Salah satu strategi andalan pemerintah untuk jangka menengah-panjang adalah transformasi ekonomi melalui hilirisasi untuk mendorong struktur ekonomi bernilai tambah tinggi. Seiring dengan itu, pemerintah juga mendorong peningkatan kualitas sumber daya manusia, mempercepat pembangunan infrastruktur, dan penguatan institusi.
”Berbagai upaya reformasi ini akan terus diperkuat untuk mendorong pertumbuhan yang lebih tinggi dan inklusif,” ujar Febrio.
Peneliti Center of Reform on Economics (CORE) Indonesia Yusuf Rendy Manilet menilai, salah satu indikator perekonomian Indonesia masih cukup solid adalah kinerja APBN yang masih terkelola dengan baik. Meski laju penerimaan negara mengalami perlambatan dalam beberapa bulan terakhir, secara umum kondisi fiskal masih dalam kategori sehat.
”Kalau ukuran bagus adalah surplus pada anggaran dan pendapatan primer, kondisi pertumbuhan pajak kita sampai Mei ini masih bisa dikatakan bagus,” ujarnya saat dihubungi terpisah.
Kemenkeu mencatat, sepanjang Januari-Mei 2023, APBN masih berhasil mencatat surplus sebesar Rp 204,3 triliun.
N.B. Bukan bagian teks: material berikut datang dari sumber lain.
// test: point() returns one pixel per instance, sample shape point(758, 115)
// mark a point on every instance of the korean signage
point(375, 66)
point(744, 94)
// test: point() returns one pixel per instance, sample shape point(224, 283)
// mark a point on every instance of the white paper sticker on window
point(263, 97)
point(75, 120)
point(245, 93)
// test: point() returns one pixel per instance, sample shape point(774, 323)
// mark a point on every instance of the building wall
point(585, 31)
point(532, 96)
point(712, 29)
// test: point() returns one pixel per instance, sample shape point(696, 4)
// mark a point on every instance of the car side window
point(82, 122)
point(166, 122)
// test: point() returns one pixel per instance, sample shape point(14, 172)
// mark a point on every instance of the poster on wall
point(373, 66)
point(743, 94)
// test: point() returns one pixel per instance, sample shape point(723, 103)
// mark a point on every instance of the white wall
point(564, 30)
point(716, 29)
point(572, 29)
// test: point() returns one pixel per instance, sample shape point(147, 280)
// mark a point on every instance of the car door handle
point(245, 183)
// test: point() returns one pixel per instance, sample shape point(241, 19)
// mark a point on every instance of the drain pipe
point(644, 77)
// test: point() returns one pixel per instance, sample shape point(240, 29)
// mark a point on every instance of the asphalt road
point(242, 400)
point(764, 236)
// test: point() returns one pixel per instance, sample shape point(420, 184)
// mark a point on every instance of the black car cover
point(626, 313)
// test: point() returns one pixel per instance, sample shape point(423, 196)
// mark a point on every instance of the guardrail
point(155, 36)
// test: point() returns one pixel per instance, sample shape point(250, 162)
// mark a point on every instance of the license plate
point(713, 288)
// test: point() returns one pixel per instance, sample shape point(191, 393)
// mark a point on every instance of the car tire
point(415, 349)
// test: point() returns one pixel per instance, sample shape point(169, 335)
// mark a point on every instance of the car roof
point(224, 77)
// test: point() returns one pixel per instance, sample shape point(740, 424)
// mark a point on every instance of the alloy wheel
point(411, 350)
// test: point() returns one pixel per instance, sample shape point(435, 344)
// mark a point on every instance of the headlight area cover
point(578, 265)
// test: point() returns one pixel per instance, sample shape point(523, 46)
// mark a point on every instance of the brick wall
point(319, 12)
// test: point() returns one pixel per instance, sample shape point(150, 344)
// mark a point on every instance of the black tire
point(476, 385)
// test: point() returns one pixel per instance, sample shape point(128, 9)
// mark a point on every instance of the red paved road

Hal itu disebabkan oleh total realisasi penerimaan negara sebesar Rp 1.209,3 triliun yang masih lebih tinggi dibandingkan belanja negara sebesar Rp 1.005 triliun.
”Memang ada perlambatan dari sisi penerimaan, tetapi ini sudah bisa diprediksi dan diantisipasi akibat basis perhitungan yang sangat tinggi pada tahun lalu dan faktor harga komoditas yang menuju normal,” tutur Yusuf.